My little transaction is worth a mention because I don’t cyberbrowse for sport. By the time I adopt a technology, a lot of others are doing the same. The Net supported an estimated $200 million in commerce last year. Five years from now, that’s going to look like pocket change. Already, there’s a bank that exists entirely online: Security First Network Bank (www.sfnb.com).

Two things have held Net commerce back: access and security. The World Wide Web created access by organizing vendors into storefronts with addresses. To locate a product or service, you go through a Web ““browser,’’ such as Netscape Navigator or Microsoft Internet Explorer. They’ve made it possible to have electronic Yellow Pages. You can ask for ““bookstores’’ and get a description of 500 sites, along with their Internet addresses.

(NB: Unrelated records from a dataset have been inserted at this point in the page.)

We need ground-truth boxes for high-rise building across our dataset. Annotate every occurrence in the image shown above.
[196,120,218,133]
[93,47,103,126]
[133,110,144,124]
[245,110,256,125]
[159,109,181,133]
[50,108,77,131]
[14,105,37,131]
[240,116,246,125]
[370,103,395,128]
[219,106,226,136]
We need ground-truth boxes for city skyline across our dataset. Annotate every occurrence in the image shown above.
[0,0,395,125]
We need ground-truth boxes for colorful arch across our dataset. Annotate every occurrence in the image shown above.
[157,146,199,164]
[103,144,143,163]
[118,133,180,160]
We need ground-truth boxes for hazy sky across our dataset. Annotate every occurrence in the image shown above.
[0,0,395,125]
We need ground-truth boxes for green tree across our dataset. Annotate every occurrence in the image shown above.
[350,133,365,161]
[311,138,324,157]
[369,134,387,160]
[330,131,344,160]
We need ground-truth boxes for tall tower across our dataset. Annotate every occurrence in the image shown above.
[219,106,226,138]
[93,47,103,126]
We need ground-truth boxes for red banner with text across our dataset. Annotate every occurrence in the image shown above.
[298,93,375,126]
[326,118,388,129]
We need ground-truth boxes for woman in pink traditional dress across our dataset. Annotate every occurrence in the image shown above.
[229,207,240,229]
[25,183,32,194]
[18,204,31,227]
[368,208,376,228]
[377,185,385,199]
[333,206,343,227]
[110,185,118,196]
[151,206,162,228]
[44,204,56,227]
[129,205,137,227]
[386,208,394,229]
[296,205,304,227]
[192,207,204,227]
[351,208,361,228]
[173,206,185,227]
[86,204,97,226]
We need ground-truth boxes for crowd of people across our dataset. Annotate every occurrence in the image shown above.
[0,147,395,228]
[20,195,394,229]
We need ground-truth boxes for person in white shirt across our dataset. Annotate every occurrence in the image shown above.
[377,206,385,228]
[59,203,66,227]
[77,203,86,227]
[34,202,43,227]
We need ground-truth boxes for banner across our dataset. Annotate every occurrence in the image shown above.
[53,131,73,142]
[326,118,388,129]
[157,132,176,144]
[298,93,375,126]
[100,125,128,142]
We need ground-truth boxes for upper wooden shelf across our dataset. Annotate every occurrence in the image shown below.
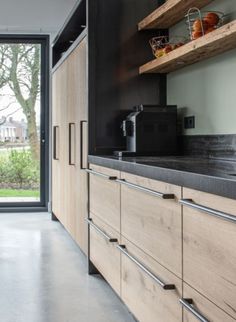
[138,0,213,30]
[139,20,236,74]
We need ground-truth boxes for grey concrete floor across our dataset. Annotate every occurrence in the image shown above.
[0,214,134,322]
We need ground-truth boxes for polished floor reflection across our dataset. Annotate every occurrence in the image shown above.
[0,214,134,322]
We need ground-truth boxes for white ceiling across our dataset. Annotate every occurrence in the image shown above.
[0,0,77,39]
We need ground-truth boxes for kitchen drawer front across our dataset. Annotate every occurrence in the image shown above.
[183,283,235,322]
[90,214,120,295]
[89,165,120,232]
[183,189,236,319]
[121,237,182,322]
[121,172,182,277]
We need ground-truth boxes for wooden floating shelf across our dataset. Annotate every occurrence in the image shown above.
[138,0,213,30]
[139,20,236,74]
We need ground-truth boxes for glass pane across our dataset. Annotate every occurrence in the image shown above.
[0,43,41,203]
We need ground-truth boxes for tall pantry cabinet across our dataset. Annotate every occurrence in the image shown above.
[52,37,88,253]
[52,0,166,254]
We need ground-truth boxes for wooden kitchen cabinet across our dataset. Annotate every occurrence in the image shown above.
[121,172,182,277]
[52,61,68,225]
[183,188,236,321]
[90,214,120,295]
[52,37,88,253]
[121,237,182,322]
[89,164,120,232]
[183,283,235,322]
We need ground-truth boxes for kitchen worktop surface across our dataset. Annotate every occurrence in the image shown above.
[89,155,236,199]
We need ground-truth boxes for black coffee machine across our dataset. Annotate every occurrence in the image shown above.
[114,105,177,157]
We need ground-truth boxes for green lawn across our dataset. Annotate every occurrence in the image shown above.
[0,189,39,198]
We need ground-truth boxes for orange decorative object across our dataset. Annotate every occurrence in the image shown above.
[203,12,220,27]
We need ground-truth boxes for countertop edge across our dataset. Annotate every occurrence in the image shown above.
[88,155,236,199]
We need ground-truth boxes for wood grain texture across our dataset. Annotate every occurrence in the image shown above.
[183,283,235,322]
[183,188,236,320]
[138,0,212,30]
[73,38,88,254]
[121,172,182,277]
[90,214,120,295]
[139,20,236,74]
[121,237,182,322]
[52,61,68,225]
[90,165,120,233]
[52,38,88,254]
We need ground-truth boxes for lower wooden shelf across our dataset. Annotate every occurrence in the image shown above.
[139,20,236,74]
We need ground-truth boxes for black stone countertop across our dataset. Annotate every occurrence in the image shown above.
[88,155,236,199]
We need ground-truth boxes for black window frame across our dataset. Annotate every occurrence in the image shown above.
[0,34,50,213]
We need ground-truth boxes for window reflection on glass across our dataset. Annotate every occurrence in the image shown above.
[0,43,41,202]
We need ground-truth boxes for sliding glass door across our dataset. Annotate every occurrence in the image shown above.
[0,36,49,208]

Hacker horror: Security is the scary part. When you type in your credit-card number, is someone waiting to grab it? We’ve all read headline stories about computer-network theft. There was the hacker in Russia whose gang lifted $400,000 from Citibank. And the kids on New York’s Long Island who stole some credit-card numbers and went on a $100,000 shopping spree.

Don’t let these incidents put you off. When prudently used, the Net today is safe enough for personal shopping, investing, even banking online. Citibank made its customers whole, as it would after any heist. You’re at greater risk when you hand your credit card to a waiter than when you use it to shop by computer, provided that your electronic business is handled entirely in code.

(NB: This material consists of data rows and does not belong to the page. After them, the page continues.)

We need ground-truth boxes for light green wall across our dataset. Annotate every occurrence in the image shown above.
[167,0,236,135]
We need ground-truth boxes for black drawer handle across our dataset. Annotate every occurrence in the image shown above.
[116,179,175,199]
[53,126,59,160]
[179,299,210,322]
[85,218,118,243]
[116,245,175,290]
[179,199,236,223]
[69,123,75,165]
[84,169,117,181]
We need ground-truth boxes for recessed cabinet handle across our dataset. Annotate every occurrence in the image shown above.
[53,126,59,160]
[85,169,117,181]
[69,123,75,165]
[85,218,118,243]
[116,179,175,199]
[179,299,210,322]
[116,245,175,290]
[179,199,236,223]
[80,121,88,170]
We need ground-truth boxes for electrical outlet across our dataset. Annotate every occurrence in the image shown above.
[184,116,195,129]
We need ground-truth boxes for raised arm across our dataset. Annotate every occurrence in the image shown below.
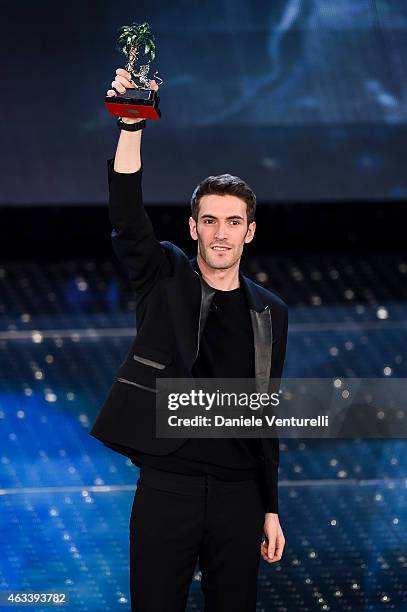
[107,68,170,293]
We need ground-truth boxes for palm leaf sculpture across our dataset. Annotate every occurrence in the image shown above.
[117,22,161,89]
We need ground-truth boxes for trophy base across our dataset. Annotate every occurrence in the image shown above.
[105,89,161,119]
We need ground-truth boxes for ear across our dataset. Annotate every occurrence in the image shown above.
[188,217,198,240]
[244,221,256,244]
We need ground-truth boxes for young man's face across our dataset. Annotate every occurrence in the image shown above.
[189,194,256,270]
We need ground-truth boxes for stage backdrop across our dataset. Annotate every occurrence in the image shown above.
[0,0,407,205]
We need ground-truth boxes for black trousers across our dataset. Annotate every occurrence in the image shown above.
[130,466,265,612]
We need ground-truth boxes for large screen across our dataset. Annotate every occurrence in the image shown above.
[0,0,407,205]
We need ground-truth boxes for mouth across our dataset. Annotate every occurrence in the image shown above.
[211,245,231,253]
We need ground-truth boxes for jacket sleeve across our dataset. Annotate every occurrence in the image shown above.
[107,158,170,293]
[262,306,288,514]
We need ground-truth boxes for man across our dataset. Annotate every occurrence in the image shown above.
[91,68,287,612]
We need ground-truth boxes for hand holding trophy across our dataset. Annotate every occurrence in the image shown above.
[105,23,162,119]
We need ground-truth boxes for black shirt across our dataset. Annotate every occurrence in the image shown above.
[134,287,259,480]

Careful coding is the key. Without it, any clever snoop can watch or alter your transactions. If you’re using Netscape Navigator, look for a picture of a key in the lower corner of your screen. Insecure connections display a broken key; secure connections, a whole one. With Internet Explorer, a lock pops up when the line is safe. No security expert NEWSWEEK consulted would do a credit-card transaction over an open line. But they did point out that you’re liable for only $50 in unauthorized charges if your card number is grabbed.

Let’s say you do business only on an encrypted line. How secure is it, really? This is two questions, not one. How impenetrable is the code, and how do you know that amazon.com is really the bookstore and not a dominatrix ring?

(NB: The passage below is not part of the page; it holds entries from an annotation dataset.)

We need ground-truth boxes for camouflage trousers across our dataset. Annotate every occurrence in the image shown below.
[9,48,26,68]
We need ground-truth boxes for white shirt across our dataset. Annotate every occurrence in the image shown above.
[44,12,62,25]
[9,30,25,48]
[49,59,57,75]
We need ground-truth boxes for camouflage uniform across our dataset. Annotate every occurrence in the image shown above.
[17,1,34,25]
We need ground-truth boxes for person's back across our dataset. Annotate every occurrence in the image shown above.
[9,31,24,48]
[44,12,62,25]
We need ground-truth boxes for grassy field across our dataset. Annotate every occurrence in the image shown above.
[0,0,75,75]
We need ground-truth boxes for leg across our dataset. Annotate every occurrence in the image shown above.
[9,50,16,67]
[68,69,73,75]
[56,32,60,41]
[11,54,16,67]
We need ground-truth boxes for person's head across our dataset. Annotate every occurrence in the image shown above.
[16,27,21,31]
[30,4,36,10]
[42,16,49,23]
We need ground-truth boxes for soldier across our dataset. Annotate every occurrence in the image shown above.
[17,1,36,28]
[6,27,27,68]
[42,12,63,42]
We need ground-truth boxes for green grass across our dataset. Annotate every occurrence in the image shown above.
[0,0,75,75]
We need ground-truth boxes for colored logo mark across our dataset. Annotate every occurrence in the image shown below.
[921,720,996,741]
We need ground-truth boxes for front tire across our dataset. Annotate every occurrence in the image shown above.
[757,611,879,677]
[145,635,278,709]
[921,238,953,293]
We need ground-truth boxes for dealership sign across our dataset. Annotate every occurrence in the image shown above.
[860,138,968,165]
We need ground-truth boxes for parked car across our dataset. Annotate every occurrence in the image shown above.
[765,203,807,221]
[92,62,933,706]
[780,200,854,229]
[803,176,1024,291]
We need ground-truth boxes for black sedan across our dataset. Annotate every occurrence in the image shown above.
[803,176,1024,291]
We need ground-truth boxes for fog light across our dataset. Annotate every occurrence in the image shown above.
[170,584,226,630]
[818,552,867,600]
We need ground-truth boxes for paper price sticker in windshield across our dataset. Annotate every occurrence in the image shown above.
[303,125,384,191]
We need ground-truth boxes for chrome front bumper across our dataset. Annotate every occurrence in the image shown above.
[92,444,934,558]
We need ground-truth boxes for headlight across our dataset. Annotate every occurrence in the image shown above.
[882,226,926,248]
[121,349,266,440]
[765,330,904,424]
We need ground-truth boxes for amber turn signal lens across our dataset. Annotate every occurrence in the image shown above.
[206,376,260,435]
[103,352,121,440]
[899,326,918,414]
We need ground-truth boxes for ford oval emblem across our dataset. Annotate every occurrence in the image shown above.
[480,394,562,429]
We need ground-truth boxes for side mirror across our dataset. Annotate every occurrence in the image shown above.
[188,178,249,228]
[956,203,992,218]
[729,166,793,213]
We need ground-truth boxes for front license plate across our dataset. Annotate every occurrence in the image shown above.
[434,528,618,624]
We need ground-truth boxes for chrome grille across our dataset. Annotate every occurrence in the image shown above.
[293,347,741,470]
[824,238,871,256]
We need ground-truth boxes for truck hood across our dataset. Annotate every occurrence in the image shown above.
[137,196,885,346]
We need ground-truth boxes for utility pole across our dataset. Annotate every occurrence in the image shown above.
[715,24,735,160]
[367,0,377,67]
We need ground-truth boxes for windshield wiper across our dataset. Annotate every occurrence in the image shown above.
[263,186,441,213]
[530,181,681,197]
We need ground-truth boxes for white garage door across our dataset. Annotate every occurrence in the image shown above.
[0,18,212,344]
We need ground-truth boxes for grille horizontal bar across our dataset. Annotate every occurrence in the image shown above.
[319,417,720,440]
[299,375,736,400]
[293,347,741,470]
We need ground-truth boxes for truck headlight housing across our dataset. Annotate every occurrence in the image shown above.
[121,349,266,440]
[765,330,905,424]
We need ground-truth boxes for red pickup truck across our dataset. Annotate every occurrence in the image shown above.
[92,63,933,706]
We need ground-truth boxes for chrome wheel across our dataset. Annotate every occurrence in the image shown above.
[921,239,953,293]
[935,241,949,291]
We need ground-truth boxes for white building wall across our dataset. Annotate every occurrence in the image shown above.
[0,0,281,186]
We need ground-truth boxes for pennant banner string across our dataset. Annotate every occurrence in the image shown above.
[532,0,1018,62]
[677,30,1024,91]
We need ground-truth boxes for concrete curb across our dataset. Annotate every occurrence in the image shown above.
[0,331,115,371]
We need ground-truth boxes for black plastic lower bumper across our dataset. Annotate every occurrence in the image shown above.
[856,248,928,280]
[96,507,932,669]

Security experts say that, at present, encryption is looking pretty strong. Some codes seem almost unbreakable. Others aren’t worth the time and cost that deciphering them would take–at least, not for small transactions.

Say, for example, that you reach your bank online. Every time you dial up, the system generates a new and secret number to protect that one transaction. Some numbers are so long (128 zeros and ones) that it would take most of the world’s computing power to test all the combinations. Shortcuts have been found to break shorter numbers, in the 40-digit range. But what’s the point? The next time you call, a different number will come up.

Even with strong codes, however, a vendor can carelessly blow holes in its own security system. ““We’re just waiting for the massive fraud that takes down a brokerage house or Internet company,’’ says security expert Peter G. Neumann of SRI International in Menlo Park, Calif. We’re all exposed to that sort of risk, whether we use the Net or not. But bank and brokerage accounts have other layers of protection. Losses may be reimbursed by federal deposit insurance or the Securities Investor Protection Corp.

To try to give people confidence in who’s at the other end of the wire, the Net has developed what it calls ““certification.’’ A trusted firm certifies that amazon.com is indeed the bookstore, and issues it an online ID. If the certifier errs, it may be liable for any money you lose. Netscape users can find a firm’s certificate by clicking on the little picture of the key. Internet Explorers should search ““File.’’ You may have to get an ID, too.

A sniffer: Even more security is in the works. In about six months, you’ll start seeing transactions protected by a new system called SET. It lets you charge things to a credit card without showing anyone the number. That should foil today’s online ““sniffers’’ that steal card numbers electronically. Your number will also be hidden from dishonest merchants or employees. As a bonus, SET prevents merchants from monkeying with the price.

Then there’s S/MIME, coming up by the end of the year. S/MIME lets customers send encrypted e-mail (orders, letters, invoices) that reproduce in a standard way on any machine. That will give Internet commerce an enormous boost, predicts Mack Hicks, a specialist in information security for the Bank of America, which opened an Internet branch (www.BankAmerica.com) last June. Every new version of Netscape Navigator or Internet Explorer will offer the latest security tricks, so load it into your machine. Hicks thinks that people will learn to trust the financial side of the Net at work, then start using it at home.

The best advertisement for the Net is that many security experts themselves do financial transactions on well-encrypted lines. Prof. Doug Tygar at Carnegie Mellon in Pittsburgh, for example, says that he uses credit cards there and may open a bank account when online services get more sophisticated.

The weakest point in the Net today isn’t the infrastructure; it’s you. World-class encryption won’t help the klutzes who post their passwords on their computers or leave the workplace without logging off. If you’re thinking of trying an online bank or stockbroker, ask what the policy is if someone finds your password and messes with your account. Check your statement online a lot. A quick response to an error usually gets it fixed.